こいつが求めてたものってのは、多分、こういう風景だったんだろうな……
……そんなことを考えながら、甘めに焼かれた玉子焼きを口に入れた。
「……なあ栞」
「はい。どうしたんですか?」
「これ、果物と見せかけてアイスだったんだな……」
「そうですよー。アイスは美味しいですから」
俺は……どう見てもみかんにしか見えなかったそれを口に含んだ途端、猛烈な勢いで襲い掛かってきた圧倒的なまでの冷たさと甘さに、そう呟く事しかできなかった。
「いちご〜いちご〜」
「わ、名雪さん、いちごを独占してますね」
「うん。いちごは大好きだからね」
名雪はいちごアイスを独占し、一人で貪り食っている。もっとも、今の段階でこれ以上何か食べたいと思っているようなヤツは誰もいないので、咎める者などいない。むしろ、どんどん食ってくれ、ばんばん食ってくれ、という空気が流れている。
「……なあ香里」
「どうしたの?」
「次から、お前も手伝ってやれよ。栞一人じゃ大変だろ」
「……ええ。考えておくわ」
「わ、手伝ってくれるんですね。それじゃあ、今度は二倍持って来れますね」
「いや、そーいう意味じゃない」
「いちご〜いちご〜」
香里は俺の言いたかったことを正確に汲んでくれたようだった。頼むから、あいつを監視しておいてくれ。そうじゃないと、その内十人でも食いきれないような量のブツを持ってきかねないから。マジで。
「……………………」
「……北川……お前、本気で大丈夫か?」
「……………………」
……北川は様子がおかしいままなのに加え、どうやら本気でヤバそうな状態だった……だろうな。無理してあんなに食うから……香里とか俺はさりげなく量を抑えてたのに、北川は全力投球してたからな。ある意味、可哀想だ。
「さ、どんどん食べてくださいねー」
栞はバニラアイスをちょこちょこと口に運びながら、俺たちにしきりにアイスを食うよう勧めてくる。香里は妹の手前どうにか食べているようだが、俺もう無理。素で無理。
一方。
「いちご〜いちご〜」
ある意味、一番食ってるやつがここに。
「……なあ名雪。お前、なんでそんなに食えるんだ」
「いちごは別の場所に入るからだよ」
「……いや、それは確かにいちご味だが……アイスだぞ?」
「アイスでもいちごはいちごだもん」
「そうなのか……」
というか……いくら暖かくなったとは言え、外はまだ肌寒い。なのに……
「祐一さん、食べないんですか?」
「いちご、おいしいよ。冷たくて」
……こいつら、化け物かっ。
「ところで相沢君、一ついいかしら?」
「なんだ?」
弁当をあらかた片付け終わった(どうにか片付けた、と言うべきか)俺たちがくつろいでいると、香里が声をかけてきた。
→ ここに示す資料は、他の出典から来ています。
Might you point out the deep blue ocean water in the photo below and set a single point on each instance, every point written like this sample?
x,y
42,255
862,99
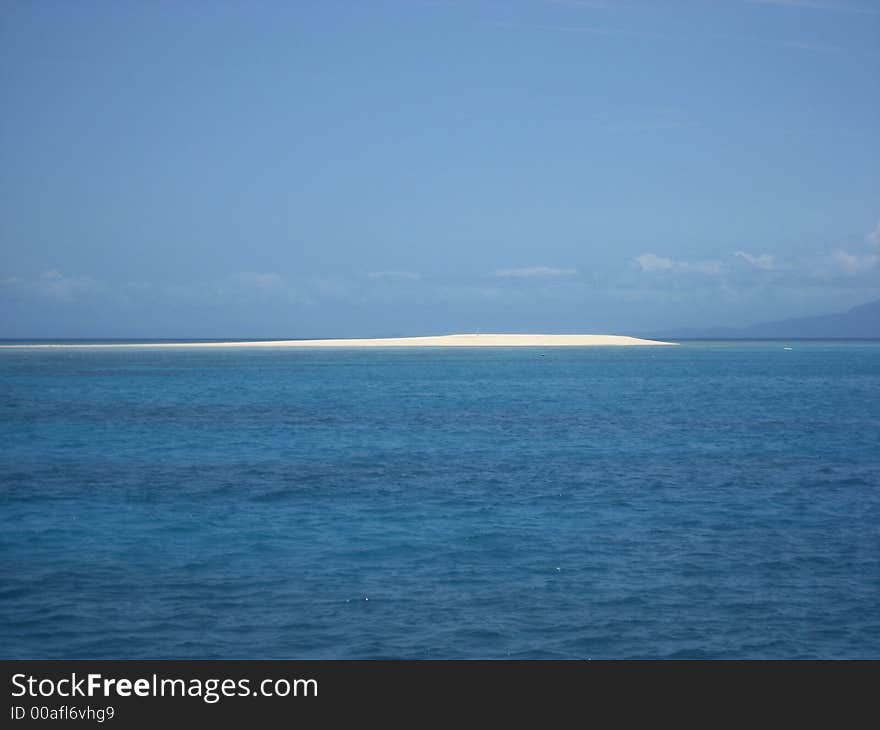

「最近相沢君の周りで、変わった事って何かなかった?」
「変わった事? 例えば、どんなことだ?」
「具体的に、って言われると難しいんだけど……そうね。突然、人の性格が変わっちゃったりとか」
「そうだな……」
香里に聞かれて、記憶を探ってみる。俺の周囲で変わったこと……
「……………………」
「……どうかしら?」
「……いや、特にはないぞ。あえて言うなら……」
「……………………」
俺は横でぶっ倒れている北川に眼をやり、ついで香里にも目配せをした。
「……でしょうね。そう言うと思ったわ」
「これぐらいだぞ。後はみんな、平凡なぐらいいつもどおりだ。名雪は見ての通りだしな」
「えっ? どうかしたの? わたしは特に何もないよ〜」
「それならいいのよ。ちょっと、気になっただけだから」
「気になった?」
「言葉通り、よ」
香里は最後にそう言って、一方的に会話を打ち切った。
(……どういう意味なんだ?)
俺は香里が何故この会話を仕掛けてきたのかまったく分からず、名雪に視線を移してみたが、
(……どういうことか、分かるか?)
(……ううん。わたしもよく分かんないよ……)
名雪も困ったような表情を浮かべるばかりで、どうにもならなかった。
それからしばらくして俺たちは教室に戻り、残りの授業を受けた。
六時間目の授業のノートを取り終えると、ちょうどチャイムが鳴って授業が終わった。六時間目は都合のいいことに石橋が授業を担当していたので、終礼は無しでそのまま帰っていいことになった。こういうところは、石橋の淡白さがありがたく感じる。
「祐一、放課後だよ」
「ああ、そうだな」
「わ、どうしたの祐一。熱でもあるの?」
「いや、香里に言われたことで少し性格を変えてみたんだ。これからはビッグバン祐一と呼んでくれ」
「祐一、よっぽど言いたいんだね」
「仕方ないだろ。作者の意向なんだ」
わけの分からない会話を交わしていると、横から香里が現れた。
「あ、香里〜。今日はこれからどうするの?」
「あたしはこれから部活に行ってくるわ。名雪は?」
「今日は顧問の先生が風邪を引いちゃったから、部活はお休みだよ」
「そう。それなら、相沢君と一緒に帰れるわね」
「なあ香里、俺をお前の部活に連れてってくれないか」
「祐一っ、それ、どういう意味だよっ」
「駄目よ。一応、ちゃんと手続きを踏まないと、部室にも入れちゃいけないってことになってるから」
「マジか」
驚いた。そんな規律正しい部活動がこの学校にあったなんて、それ自体驚きだ。
「それじゃ、あたしはそろそろ行ってくるわ。また明日」
「うん。頑張ってね〜」
「おう。じゃあな」
香里を見送ってしばらくしてから、
「それじゃ、俺たちも行くか」
「うん」
俺たちも教室を出た。
「……………………」
最後に、ちらりと後ろを振り向いた。
「……………………」
北川が何か物憂げな表情で、外をじっと見つめていた。
※この物語はフィクションです。実在の人物・団体名・事件とは、一切関係ありません。
※でも、あなたがこの物語を読んで心に感じたもの、残ったものがあれば、それは紛れも無い、ノンフィクションなものです。